The Collision operator can be used to collide particles with scene geometry.
The Collider operator supports static/deforming geometry objects, as well as built-in Deflector/SDeflector spacewarps.
Enable ground collider: when enabled, a virtual ground collider will be created, allowing particles to bounce off the ground without the need for an actual ground collider object in the scene.
Z-offset: the distance along the Z-axis of the scene to offset the ground collider.
Absolute radius: the collision radius of each particle will be set to a specific value.
Radius: the specific collision radius value.
Shape radius: the collision radius of each particle will be set to each particle’s shape mesh radius.
Scale radius: the collision radius of each particle will be set to each particle’s maximum scale dimension.
Multiplier: the multiplier to apply to shape/scale radius values.
Collides: the test condition will be satisfied as soon as a particle collides with a collider object.
Collides multiple times: the test condition will be satisfied as soon as a particle collides with a collider a specified number of times.
Count: the number of times a particle must hit a collider in order to satisfy the test condition.
Bounce: Particles will bounce off colliders.
Continue: Particle will not be affected by colliders (but may still satisfy the test condition).
Collide with front faces: particles will only collide with the fronts of faces.
Collide with back faces: particles will only collide with the backs of faces.
Collide with both: particles will collide with fronts and backs of faces.
Pass-Through %: controls the number of particles that are allowed to pass through the collider.
Bounce %: the bounce velocity of particles, relative to their travel velocity.
Diverge %: the percentage of divergence to apply to bounce vectors.
Threshold: particles whose travel velocity magnitude is below this value will not bounce.
Friction %: the friction applied to particles, relative to their travel velocity.
Threshold: particles whose travel velocity magnitude is below this value will be treated with 100% friction.
Inherit %: the percentage of collider surface velocity that particles will inherit.
Values above 0 help prevent floating-point precision errors during collision detection calculations.

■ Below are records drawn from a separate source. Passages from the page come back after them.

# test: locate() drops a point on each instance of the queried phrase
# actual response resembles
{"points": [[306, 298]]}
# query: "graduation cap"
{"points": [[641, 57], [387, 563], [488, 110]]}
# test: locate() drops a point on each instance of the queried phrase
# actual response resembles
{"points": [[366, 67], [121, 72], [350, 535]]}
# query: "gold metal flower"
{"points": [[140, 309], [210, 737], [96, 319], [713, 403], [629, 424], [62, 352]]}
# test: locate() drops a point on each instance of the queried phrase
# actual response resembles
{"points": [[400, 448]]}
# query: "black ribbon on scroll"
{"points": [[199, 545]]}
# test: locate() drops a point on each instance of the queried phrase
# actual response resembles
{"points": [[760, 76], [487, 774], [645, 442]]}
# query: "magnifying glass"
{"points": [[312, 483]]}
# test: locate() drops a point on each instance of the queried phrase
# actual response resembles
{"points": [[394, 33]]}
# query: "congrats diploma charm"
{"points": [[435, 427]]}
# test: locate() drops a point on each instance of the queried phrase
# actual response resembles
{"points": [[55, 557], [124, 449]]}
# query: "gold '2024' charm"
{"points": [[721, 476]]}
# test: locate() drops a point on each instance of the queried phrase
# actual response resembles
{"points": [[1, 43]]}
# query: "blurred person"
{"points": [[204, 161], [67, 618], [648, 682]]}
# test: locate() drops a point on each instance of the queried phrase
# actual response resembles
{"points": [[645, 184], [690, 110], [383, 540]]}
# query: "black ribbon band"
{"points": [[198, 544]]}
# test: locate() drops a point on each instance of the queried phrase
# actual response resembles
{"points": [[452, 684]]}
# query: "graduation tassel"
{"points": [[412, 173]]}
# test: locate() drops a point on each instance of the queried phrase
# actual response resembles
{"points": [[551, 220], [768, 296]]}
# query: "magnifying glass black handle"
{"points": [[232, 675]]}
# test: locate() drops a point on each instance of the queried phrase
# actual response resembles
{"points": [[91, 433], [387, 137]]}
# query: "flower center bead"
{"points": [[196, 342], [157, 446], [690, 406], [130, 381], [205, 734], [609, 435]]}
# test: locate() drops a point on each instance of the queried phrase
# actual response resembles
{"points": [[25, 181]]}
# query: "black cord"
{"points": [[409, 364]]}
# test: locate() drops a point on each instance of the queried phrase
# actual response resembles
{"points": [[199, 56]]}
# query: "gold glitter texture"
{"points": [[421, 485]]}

Values that are too large will create visible jittering artifacts.
Use this setting in combination with a Spawn operator to spawn child particles at each collision point.
In order: the operator will evaluate in order with its surrounded operators.
After secondary solvers: the operator will evaluate at the end of the simulation step, after secondary solvers (bind, wobble, etc) have computed their velocities.
For accurate collisions, the operator should evaluate after secondary solvers (since those solvers may inject velocities into the simulation which will affect collisions). However, in certain circumstances you may not want the operator to evaluate after secondary solvers (if you’re using the operator to immediately send particles to another event). In that case, “in order” should be selected as the timing method.